Staff Core Values: Loyalty
Loyalty
We protect each other.
{…All believers were of one heart and mind. –Acts 4:32}
Chances are you grew up with at least one sibling. There’s nothing quite like the relationship between siblings! You may have a lot in common, or you may be polar opposites, but one thing is always true: you’re family, and you protect each other. If someone tries to mess with your brother or sister, you will go Jack Bauer on that person! You will go straight up ninja on them! I don’t think so, bro!! No one messes with MY brother or sister!
Isn’t it true?!? If someone threatens to cause our family physical or emotional harm, we will protect them without hesitating. Why? Because we are loyal to them, and, frankly, it’s not because they did anything to deserve our loyalty. It’s because of who they are – family. And we protect family.
In the same way, at NLC we view our staff as a family and our fellow staff members as brothers and sisters, so when we become a part of this staff, we are committing to protect one another, REGARDLESS of if we feel that the fellow staff members have done anything to deserve our loyalty.
This is so important because if we fail to be loyal, it will give way to disunity. Disunity and moral failure are two of the main things that can hinder what God is doing at NLC. Our commitment to loyalty provides unity.
Here are four ways we define loyalty:
1 . We speak positively of other staff members.
At NLC we do not speak negatively of other staff members. We have to be very careful about that. What we might think of as just “venting” could potentially do serious damage. Dave Ramsey defines “gossip” as discussing anything negative with someone who can’t help solve the problem.
Just as parents have to be united and not divided in their parenting, so we have to be united as a staff. Nothing breaks down loyalty like gossip or speaking negatively of others. Instead, we should be positive and life giving when we talk about other staff members.
2. Our loyalty is up – to our supervisor and to the vision of the church – not down to the people we lead.

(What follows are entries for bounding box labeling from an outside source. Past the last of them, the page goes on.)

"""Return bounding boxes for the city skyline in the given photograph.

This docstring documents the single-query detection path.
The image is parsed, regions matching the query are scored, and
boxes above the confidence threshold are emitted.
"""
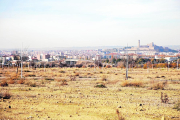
[0,0,180,48]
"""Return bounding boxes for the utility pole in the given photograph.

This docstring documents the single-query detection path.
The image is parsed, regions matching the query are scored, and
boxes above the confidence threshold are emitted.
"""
[126,45,128,80]
[21,43,23,78]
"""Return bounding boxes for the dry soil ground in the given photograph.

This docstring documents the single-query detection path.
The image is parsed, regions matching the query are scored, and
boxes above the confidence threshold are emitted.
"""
[0,68,180,120]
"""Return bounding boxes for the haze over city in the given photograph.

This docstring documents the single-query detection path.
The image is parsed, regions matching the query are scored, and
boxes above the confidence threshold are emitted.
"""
[0,0,180,48]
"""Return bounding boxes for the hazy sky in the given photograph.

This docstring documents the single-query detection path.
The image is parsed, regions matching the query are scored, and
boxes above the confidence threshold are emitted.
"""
[0,0,180,48]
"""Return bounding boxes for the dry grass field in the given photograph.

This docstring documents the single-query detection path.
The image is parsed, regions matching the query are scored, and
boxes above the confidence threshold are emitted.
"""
[0,68,180,120]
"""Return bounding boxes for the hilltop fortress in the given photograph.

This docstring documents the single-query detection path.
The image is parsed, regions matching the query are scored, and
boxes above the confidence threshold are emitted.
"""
[126,40,177,52]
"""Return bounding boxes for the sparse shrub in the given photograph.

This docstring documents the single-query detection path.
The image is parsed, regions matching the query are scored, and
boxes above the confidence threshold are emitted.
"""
[94,84,106,88]
[59,70,65,73]
[45,78,54,81]
[116,109,125,120]
[0,80,8,87]
[173,100,180,111]
[121,80,143,87]
[17,79,25,84]
[106,65,111,68]
[24,70,31,72]
[10,73,19,80]
[75,73,79,76]
[8,79,15,84]
[61,79,68,85]
[155,76,161,78]
[149,81,167,90]
[29,82,36,87]
[25,74,36,77]
[161,92,169,103]
[0,91,11,99]
[69,75,76,81]
[101,75,107,81]
[143,64,147,69]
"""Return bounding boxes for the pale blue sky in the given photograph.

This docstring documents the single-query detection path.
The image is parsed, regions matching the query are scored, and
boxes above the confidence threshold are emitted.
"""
[0,0,180,48]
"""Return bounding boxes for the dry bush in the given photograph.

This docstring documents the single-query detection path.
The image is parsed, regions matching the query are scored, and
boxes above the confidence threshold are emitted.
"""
[25,73,36,77]
[101,75,107,81]
[0,90,11,99]
[173,100,180,111]
[0,80,8,87]
[107,80,119,84]
[8,79,15,84]
[17,79,25,84]
[10,73,19,80]
[121,80,143,87]
[149,81,167,90]
[116,109,125,120]
[161,92,169,103]
[106,65,111,68]
[60,79,68,86]
[69,75,76,81]
[94,84,106,88]
[29,82,37,87]
[74,73,79,76]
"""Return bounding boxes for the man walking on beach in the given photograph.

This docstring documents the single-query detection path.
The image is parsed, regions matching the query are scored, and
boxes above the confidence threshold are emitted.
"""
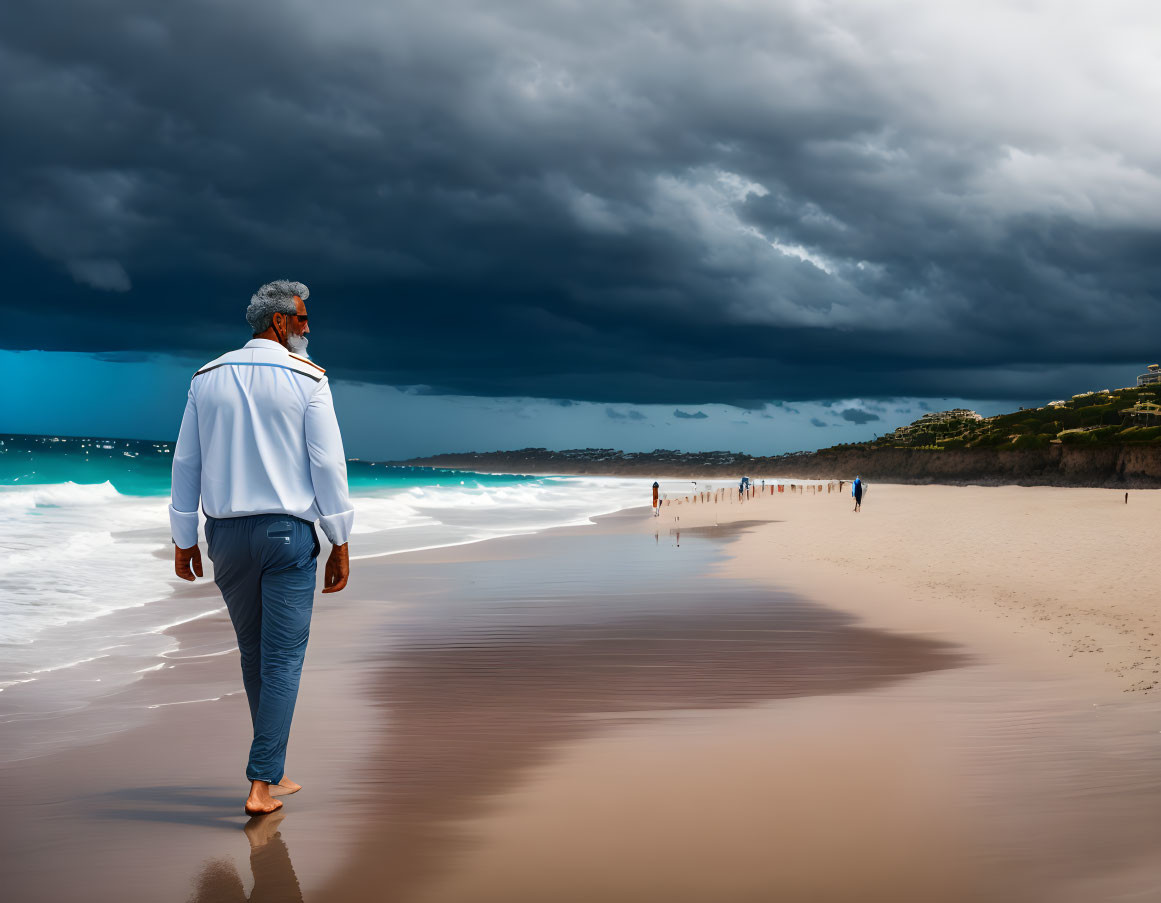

This is key. Being in ministry, our tendency could very easily be to feel like we need to protect and defend our volunteers or our department. No – loyalty is UP. If our loyalty is down, it leads to resenting the vision and the leadership. Our job isn’t to be loyal to our volunteers; our job is to accomplish the vision of the church.
3. We give staff members the benefit of the doubt and defend them to others.
True loyalty means always giving each other the benefit of the doubt… always. Chances are that at some point or another, you will be in a situation where a church member comes up to you in the foyer and tells you they are upset about something another staff member said or did. Whether the story makes sense to you or not, give that staff member the benefit of the doubt. Our response to the church member in that situation can be, “I don’t know why that decision was made, but I know that their heart was right. Let’s go talk to him/her.” We always, always, always drive people toward having conversations with the person they have the issue with.
When it comes to decisions made by other staff members, we won’t always know the “why” behind it, but we can assume that the heart was right. If you are having an issue trusting another staff member’s heart, go and talk to them about it.
4. We believe that the leadership of the church has our best interest in mind.
There may be things that the leadership decides that we may or may not completely understand. Even when we don’t understand why a decision was made, we can always know that that our leadership bathes decisions in prayer, seeks wise counsel, doesn’t make decisions lightly, and makes them for the best of NLC. As leaders we need to use the health and well-being of staff members as one of the biggest filters in the decision-making process. They are not just employees to us. They need to know that we care about them!